Dono de um patrimônio declarado de R$ 13 milhões, o ex-presidente da Associação dos Criadores de Alagoas e da Associação Brasileira de Criadores de Santa Inês conta que não doou recursos para a campanha de Benedito, mas admite que ajudou o colega a conseguir dinheiro. “Modéstia à parte, agregamos bem à campanha. Ajudamos a conseguir contribuições, mas a campanha foi muito em cima das propostas. O Bil (como é conhecido Benedito de Lira no estado) queria prestar contas de sua vida pública”, declara.
Surpresa na urna
Pela primeira vez, a foto dos dois suplentes de cada candidato ao Senado apareceu este ano na urna eletrônica na hora da votação. Na maioria das vezes, o eleitor não faz ideia de quem compõe a chapa de seu candidato porque os suplentes raramente têm o nome e a imagem exibidos no horário eleitoral. Na atual legislatura, os suplentes já chegaram a ocupar um terço das 81 cadeiras. Pelo menos cinco herdarão quatro anos de mandato dos titulares, são os suplentes dos cinco senadores que se elegeram governadores. A conta pode aumentar, já que alguns senadores são cotados para assumir cargo no ministério de Dilma.
Para o cientista político Leonardo Barreto, a exibição das fotos dos suplentes está longe de representar uma mudança no modelo eleitoral. “Eu, por exemplo, que sou um eleitor escolarizado e atento, não me lembro quem são os suplentes do meu candidato”, reconhece.
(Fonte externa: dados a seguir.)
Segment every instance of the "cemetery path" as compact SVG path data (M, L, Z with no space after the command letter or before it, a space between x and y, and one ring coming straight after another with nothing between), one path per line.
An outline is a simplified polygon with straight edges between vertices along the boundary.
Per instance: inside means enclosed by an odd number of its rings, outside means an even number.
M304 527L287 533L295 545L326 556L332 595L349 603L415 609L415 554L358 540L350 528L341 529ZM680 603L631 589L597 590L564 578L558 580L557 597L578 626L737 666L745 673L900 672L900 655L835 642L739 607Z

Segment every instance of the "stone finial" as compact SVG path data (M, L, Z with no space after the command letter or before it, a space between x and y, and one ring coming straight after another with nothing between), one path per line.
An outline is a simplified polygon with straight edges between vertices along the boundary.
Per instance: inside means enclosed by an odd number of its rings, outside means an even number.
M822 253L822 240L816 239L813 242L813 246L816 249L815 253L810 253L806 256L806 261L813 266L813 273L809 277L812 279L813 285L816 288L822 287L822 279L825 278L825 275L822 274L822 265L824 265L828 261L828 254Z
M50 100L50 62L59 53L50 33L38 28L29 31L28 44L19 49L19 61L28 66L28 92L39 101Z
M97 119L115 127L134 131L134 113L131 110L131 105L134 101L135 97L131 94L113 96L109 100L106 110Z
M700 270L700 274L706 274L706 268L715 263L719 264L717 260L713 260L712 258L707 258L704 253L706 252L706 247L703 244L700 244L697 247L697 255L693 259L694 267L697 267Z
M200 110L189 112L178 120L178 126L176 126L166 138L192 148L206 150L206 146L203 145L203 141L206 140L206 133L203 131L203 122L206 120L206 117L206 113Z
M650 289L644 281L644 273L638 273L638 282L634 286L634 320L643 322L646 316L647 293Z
Atualmente, 16 senadores exercem o mandato sem ter recebido um voto sequer. São suplentes que substituem, definitiva ou temporariamente, senadores licenciados ou que herdaram o mandato de colegas falecidos ou que se elegeram governadores ou prefeitos. Quando substituem os titulares, os suplentes usufruem de todos os benefícios dos senadores, como salário de R$ 16.500, carro com motorista, auxílio-moradia, verba de gabinete e o chamado foro privilegiado, prerrogativa de serem julgados apenas pelo Supremo Tribunal Federal (STF).
As vantagens, em alguns casos, não cessam no fim do mandato. Um ato normativo do Senado datado de 1995, que prevê assistência médica vitalícia aos ex-senadores eleitos pelo voto popular e aos seus cônjuges, também garante o benefício a um grupo de suplentes: aqueles que exerceram o mandato “em decorrência de morte, renúncia ou cassação do titular” pelo prazo mínimo de 180 dias e que tenham participado de sessão deliberativa em plenário ou em comissões da Casa. A regra, no entanto, foi desrespeitada pelo Senado pelo menos uma vez, como mostrou o Congresso em Foco. Suplente por apenas 45 dias, Nivaldo Krüger teve mais de R$ 10 mil em despesas médicas ressarcidas pela Casa entre 2003 e 2008.